私はるでぃ君の行動しか観察していないから、主導権がとれるのですね。


リビング内でも娘さんが巨体なるでぃ君にいきなり抱きついたり


枕にしたりしても、るでぃ君は穏やかに受け入れます。


以前から、るでぃ君にとって、娘さんの存在が一番の「主導権」と


見ている雰囲気を感じていました。


レッスンの時間内に気づくべきだったと反省です。。
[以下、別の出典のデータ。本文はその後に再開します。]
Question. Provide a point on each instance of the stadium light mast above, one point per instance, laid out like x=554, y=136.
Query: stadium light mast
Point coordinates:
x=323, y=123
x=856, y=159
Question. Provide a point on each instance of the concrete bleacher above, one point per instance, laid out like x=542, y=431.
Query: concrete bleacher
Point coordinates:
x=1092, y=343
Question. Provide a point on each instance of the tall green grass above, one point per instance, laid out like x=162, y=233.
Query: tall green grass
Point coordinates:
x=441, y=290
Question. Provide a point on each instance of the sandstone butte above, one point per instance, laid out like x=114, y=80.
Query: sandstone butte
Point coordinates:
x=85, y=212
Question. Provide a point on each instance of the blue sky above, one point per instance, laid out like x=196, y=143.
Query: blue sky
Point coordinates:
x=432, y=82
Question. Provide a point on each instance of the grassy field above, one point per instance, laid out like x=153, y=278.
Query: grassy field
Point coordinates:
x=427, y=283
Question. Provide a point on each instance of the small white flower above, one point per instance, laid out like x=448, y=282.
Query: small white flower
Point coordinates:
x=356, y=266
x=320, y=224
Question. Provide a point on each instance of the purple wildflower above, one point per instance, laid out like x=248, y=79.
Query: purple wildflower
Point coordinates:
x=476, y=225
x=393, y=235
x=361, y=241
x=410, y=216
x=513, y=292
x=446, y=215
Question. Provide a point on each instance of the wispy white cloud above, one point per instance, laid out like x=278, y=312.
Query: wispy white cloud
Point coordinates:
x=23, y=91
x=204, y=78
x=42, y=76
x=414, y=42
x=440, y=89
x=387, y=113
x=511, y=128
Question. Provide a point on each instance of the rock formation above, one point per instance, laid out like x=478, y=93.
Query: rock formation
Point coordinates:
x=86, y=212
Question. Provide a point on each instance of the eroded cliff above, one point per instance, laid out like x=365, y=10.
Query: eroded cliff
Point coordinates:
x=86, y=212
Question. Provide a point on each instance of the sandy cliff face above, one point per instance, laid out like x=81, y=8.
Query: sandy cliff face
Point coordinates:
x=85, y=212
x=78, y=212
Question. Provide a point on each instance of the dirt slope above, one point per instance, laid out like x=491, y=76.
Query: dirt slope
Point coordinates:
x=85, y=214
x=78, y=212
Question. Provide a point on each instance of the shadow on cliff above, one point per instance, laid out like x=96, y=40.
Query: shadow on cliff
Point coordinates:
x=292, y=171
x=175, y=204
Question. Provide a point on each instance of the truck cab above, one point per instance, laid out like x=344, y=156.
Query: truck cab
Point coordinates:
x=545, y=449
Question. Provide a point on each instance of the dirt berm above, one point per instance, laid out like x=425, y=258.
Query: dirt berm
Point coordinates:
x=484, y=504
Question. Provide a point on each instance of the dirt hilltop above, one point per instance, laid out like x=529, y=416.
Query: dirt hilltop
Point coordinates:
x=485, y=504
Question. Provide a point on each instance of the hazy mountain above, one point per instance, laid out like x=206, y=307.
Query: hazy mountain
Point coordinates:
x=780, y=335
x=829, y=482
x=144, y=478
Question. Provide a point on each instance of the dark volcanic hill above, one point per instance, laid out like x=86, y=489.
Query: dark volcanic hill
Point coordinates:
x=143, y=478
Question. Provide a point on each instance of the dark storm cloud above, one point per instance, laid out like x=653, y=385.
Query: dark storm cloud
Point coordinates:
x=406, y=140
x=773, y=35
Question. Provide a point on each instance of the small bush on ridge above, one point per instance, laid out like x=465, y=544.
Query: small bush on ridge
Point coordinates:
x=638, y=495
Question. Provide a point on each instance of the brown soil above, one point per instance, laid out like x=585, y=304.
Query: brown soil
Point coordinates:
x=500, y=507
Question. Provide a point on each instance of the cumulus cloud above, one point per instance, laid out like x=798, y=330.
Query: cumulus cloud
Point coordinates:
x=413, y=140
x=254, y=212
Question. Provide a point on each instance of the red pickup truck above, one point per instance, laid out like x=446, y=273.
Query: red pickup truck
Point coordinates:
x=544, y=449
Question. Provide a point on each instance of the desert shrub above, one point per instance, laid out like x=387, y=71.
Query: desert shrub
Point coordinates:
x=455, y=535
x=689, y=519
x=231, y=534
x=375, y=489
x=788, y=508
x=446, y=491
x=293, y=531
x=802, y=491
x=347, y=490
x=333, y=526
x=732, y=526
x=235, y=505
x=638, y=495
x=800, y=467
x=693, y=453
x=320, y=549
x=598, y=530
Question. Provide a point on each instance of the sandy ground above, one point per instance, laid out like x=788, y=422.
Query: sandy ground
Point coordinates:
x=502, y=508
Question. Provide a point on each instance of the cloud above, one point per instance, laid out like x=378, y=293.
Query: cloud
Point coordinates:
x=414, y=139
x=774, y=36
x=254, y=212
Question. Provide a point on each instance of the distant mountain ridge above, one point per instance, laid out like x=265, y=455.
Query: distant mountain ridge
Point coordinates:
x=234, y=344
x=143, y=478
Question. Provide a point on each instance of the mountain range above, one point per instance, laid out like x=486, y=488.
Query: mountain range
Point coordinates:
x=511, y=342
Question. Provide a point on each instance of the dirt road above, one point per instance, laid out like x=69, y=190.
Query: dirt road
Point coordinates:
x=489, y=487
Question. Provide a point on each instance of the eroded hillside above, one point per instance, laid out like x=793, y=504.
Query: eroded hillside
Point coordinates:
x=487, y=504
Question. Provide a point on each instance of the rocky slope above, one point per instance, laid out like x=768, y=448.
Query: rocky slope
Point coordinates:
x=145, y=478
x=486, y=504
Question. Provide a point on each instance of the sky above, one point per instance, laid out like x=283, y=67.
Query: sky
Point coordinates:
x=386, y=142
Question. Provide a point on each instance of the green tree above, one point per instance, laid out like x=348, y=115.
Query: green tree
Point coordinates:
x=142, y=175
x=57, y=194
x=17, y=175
。


ママさんにメールでそのことを報告し、娘さんが散歩に同行する


場合は、娘さんと手を繋いで一緒に動いてみてとお願いしてみました。


つまり、るでぃ君が大好きな娘さんの行動をママがコントロール(笑?)


することも、「群れ」を落ち着かせる第一歩だと考えたからです。


レッスンからしばらくして、ブリーダーのバズ母のお店で


ママさんとるでぃ君にお会いするチャンスがあったので、


もう一度、レッスンをおさらいさせてもらいました。


そして、娘さんが持つ主導権の話をしてみたところ、


「確かに、夜遅く散歩ではるでぃは本当に静かに穏やかに歩けるのです」


と言ってました。つまり、娘さんの元気パワーも切れている時間(笑)。


犬の行動は、その家族の構成にも大きく影響されます。


特に、小学生以下のお子様やお年寄りが同居されているご家族の場合、


若い夫婦二人暮らしとはまた違った行動があるので、


CalmDogのカルテには必ず「家族構成」を書いてもらっているほど。


それだけ、犬は家族を「群れ」と認識し、観察しているのです。


「引っ張り癖(引っ張らせ癖)」についてテクニックだけでは


太刀打ちできないと感じたら、飼い主と犬とのバランスを


見直してみると、ヒントが見えてくるかもしれませんね。







↓ 元気いっぱいの娘さんが犬の主導権をとっていたとは…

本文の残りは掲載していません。